The product rule stays simple:
UIdrives workflowsAPI / control planeowns auth, RBAC, tenant scope, orchestration, graph, persistence, audit, and policyworkers / connectorsdo the privileged read and collection workproxy / gatewayhandles runtime MCP enforcement and audit- the Node.js UI is never the collector
Goals¶
- Map every meaningful UI action to a real API route and persisted control-plane state.
- Make source, job, schedule, evidence, and policy lifecycles visible in the product.
- Enforce tenant scope, RBAC, and auditability across UI, API, workers, and storage.
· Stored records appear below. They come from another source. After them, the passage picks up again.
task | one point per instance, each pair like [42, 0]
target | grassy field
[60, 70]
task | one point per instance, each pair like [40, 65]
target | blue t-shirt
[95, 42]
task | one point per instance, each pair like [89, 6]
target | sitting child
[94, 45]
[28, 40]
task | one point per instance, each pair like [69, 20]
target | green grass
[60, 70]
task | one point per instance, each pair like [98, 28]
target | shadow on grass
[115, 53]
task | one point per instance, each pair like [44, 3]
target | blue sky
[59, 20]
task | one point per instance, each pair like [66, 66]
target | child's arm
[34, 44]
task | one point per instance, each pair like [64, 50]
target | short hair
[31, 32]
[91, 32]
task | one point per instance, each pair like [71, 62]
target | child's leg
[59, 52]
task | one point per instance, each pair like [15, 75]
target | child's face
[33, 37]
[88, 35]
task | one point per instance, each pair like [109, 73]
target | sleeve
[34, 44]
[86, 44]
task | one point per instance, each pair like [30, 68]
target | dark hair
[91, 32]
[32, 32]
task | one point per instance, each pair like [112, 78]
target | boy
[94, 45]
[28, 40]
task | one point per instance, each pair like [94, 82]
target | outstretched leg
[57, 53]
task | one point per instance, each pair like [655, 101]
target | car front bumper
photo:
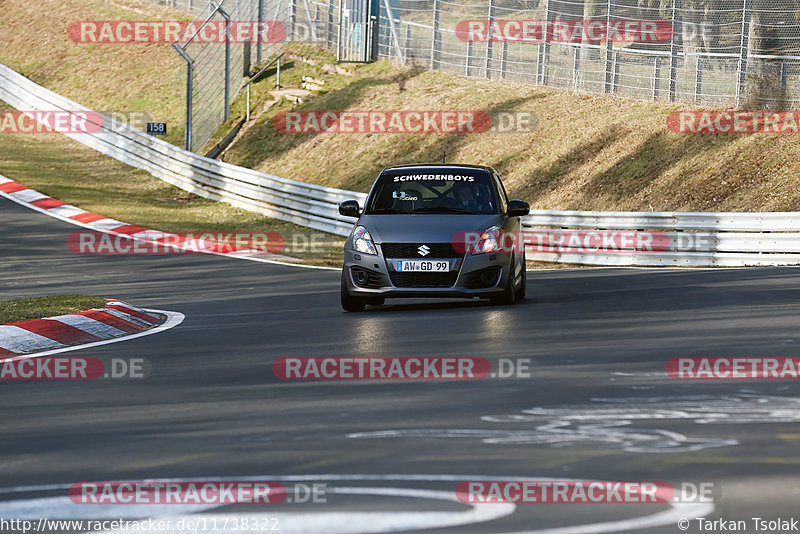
[380, 284]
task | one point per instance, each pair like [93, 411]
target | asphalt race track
[598, 405]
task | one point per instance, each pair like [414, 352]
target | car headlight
[488, 242]
[362, 241]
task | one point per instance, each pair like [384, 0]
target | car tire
[349, 302]
[508, 296]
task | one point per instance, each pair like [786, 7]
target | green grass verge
[12, 311]
[70, 172]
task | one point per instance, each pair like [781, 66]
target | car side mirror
[349, 208]
[518, 208]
- Make ingest and discovery paths explicit, secure, and operable at enterprise scale.
Canonical control-plane entities¶
These are the core entities the hosted product should expose directly.
| Entity | Purpose | Required fields |
|---|---|---|
Source |
Operator-managed data source or runtime intake path | source_id, tenant_id, kind, display_name, status, owner, credential_mode, scope, last_run_at, last_success_at |
Job |
One execution of a scan, sync, import, or connector run | job_id, tenant_id, source_id, job_type, status, requested_by, started_at, finished_at, result_summary, evidence_count |
Schedule |
Recurring execution policy for a source or scan profile | schedule_id, tenant_id, source_id, cron, enabled, last_run_at, next_run_at |
Evidence |
Immutable pointer to raw or normalized output | evidence_id, tenant_id, job_id, source_id, kind, storage_uri, content_type, hash, created_at |
CredentialRef |
Reference to customer-managed credentials or roles | credential_ref_id, tenant_id, provider, mode, external_ref, last_validated_at, health |
PolicyBinding |
Policy attached to a source, gateway, or tenant scope | binding_id, tenant_id, policy_kind, target_type, target_id, mode, updated_at |
AuditEvent |
Immutable record of control-plane actions | event_id, tenant_id, actor, target_type, target_id, action, request_id, trace_id, timestamp |
Source types¶
Every supported intake path should map to one of these Source.kind values:
scan.reposcan.imagescan.iacscan.cloudscan.mcp_configconnector.cloud_read_onlyconnector.registryconnector.warehouseingest.fleet_syncingest.trace_pushingest.result_pushingest.artifact_importruntime.proxyruntime.gateway
That keeps the UI model, job model, and audit model aligned even when the collection paths differ.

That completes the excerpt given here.